Do you know anyone like that? Most people who are heroic never consider themselves in that light. Someone who claims to be a hero is normally dismissed as arrogant or delusional.
I always thought the term “unsung hero” was interesting. I’ll give you an example:
Have you ever heard the name, Benjamin Clark? Out of the horror of 9/11, a number of people emerged into public consciousness because of their actions. Benjamin Clark was one of those but few know his story. He wasn’t a firefighter or a police officer, one of the numerous first responders who acted so bravely on that terrible day. Benjamin Clark was a chef.
He worked for Fiduciary Trust, preparing meals for the company. On that fateful Tuesday morning, he acted quickly to begin urging people on the 96th floor offices in the South Tower to get out of the building. First clearing his department, he went around the floor telling people to leave. A Fiduciary official credited Clark with saving hundreds of lives that day.
On his way down, he encountered a woman in a wheelchair. He wasn’t going to abandon her. His mother said of him, “My son was a Marine, so you know he wasn’t going to leave anybody behind.”
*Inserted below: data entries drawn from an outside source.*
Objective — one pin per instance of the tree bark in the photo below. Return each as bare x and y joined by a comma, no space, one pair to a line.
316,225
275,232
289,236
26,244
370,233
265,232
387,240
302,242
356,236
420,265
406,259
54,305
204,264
Like so many others, Benjamin Clark died that day. A chef known for his fabulous meatloaf, for remembering peoples’ names, for noting favorite meals, he sacrificed his life to help others.
As Michael Daly wrote of this unsung hero, “The enormity of Benjamin Clark’s sacrifice is made apparent by the photos of his own five children hanging in his mother’s home. He had been happily married to a wonderful woman, LaShawn Clark, and he had been the happiest of dads.”
More than 1200 people attended the memorial service for Benjamin Clark. Many in the crowd that day were alive because of his heroic efforts.
Perhaps the heroes in your life haven’t performed in such dramatic fashion, but we all have them. There are people in your life who might escape your notice if you don’t take the time to pay attention. Make a list, pick up the phone, craft a message to someone who has been heroic for you. It might surprise them to know you feel that way about them.
On Good Friday, a man was standing in the crowd watching a procession of condemned men on their way to the cross. The last man in the pitiful line stumbled and fell. The execution detail knew that the man was so weak from the torture he had endured and the blood he had lost that he couldn’t make it without help. They picked that man, Simon the Cyrene, out of the crowd to carry the cross beam the rest of the way. Some might say he was forced to do it. I believe he was willing to do it. And he did.
People don’t get up in the morning and decide to be heroic. Circumstances present themselves, opportunities are available. Simon made the most of the moment. So did Benjamin Clark.
Thank you, Lord, for people who seize the moment and do things that matter.